Introduction to big data and Hadoop

Let's start with the basics. How much data qualifies as 'big data'? How do we determine the size threshold for big data?
Actually,  It's not solely about data size, as even a simple smartphone can store thousands of gigabytes today. Several other key factors come into play.

Key Factors:
Volume: You should be able to process the any amount of data coming to your system.
Velocity: You must process data at the speed it arrives. E.g. display sales numbers on a dashboard in real time.
Variety: You need to process all types of data, whether structured (like databases), semi-structured (like JSON files), or unstructured (like social media posts). E.g. a big data system should seamlessly handle customer reviews, sensor data, and financial records.
Veracity: Ensure data cleansing, validation, and quality control to handle inconsistencies, inaccuracies, and errors due to data diversity. E.g. customer information like names, email etc.  is misspelled in a database
Value: Extract meaningful insights that benefit the business. E.g. a recommendation engine that analyzes user behavior to suggest personalized content, enhancing user satisfaction and sales.

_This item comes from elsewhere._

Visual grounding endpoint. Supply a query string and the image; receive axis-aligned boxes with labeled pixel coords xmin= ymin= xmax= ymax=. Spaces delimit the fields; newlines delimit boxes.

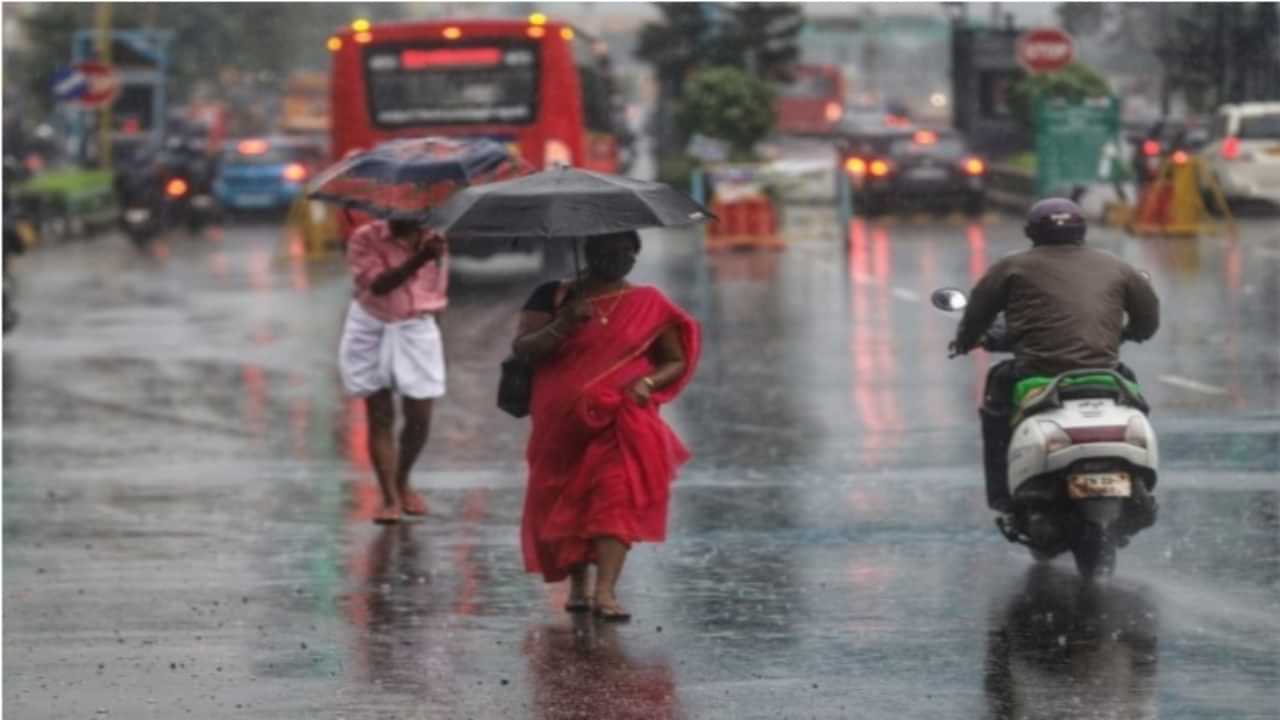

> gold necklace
xmin=591 ymin=290 xmax=627 ymax=325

Traditional systems struggle with big data due to their monolithic architecture, where a single machine performs all tasks. This is akin to an early-stage startup founder trying to do everything independently, limiting scalability. In monolithic architecture, increasing resources improves performance proportionally up to a certain point. Beyond that, it becomes costly and unscalable.

On the other hand, distributed systems, based on multiple machines connected via remote access protocols, process data in parallel, similar to employees in large companies collaborating. These systems are highly scalable, as you can add more machines, resulting in almost proportional performance improvements with increased resources.

In short, processing of big data requires two essential components.
Scalable Storage: Distributed storage to accommodate vast data volumes.
Scalable Processing: A distributed processing engine for efficient data handling.

 

We need framework and tools using which we will be writing the logic/code and which will further processed on multiple machine on distributed system.

Hadoop — It is the first ever framework developed to build big data applications — ecosystem of tools.

Core components of Hadoop

HDFS - a distributed file system — help us to store and manage the data on distributed system
MapReduce - distributed processing engine — it will be helping us to process the big data present across multiple machines
YARN - Resource manager — allocate and manage the resources

Hadoop is the ecosystem of tools and these tools are running Mapreduce jobs internally.
Sqoop — ingestion tool
Hive — data warehousing tool
HBase — No SQL database
Pig - scripting language to clean the data
Oozie - define and orchestrate the workflow of MR jobs

Data sources → (Ingestion - Sqoop) → HDFS (Distributed storage) → Process (MapReduce) → HDFS → Analysis (Hive)

Challenges with Mapreduce

1. Learning curve is high — you need to learn multiple tools
2. You need to write a lot of code (java) to implement even a small logic
3. It only support batch processing
4. Disk based processing engine — reading the data from the disk and again writing the partially processed data into to disk
5. Slow processing

Spark came into the picture — solved all these challenges.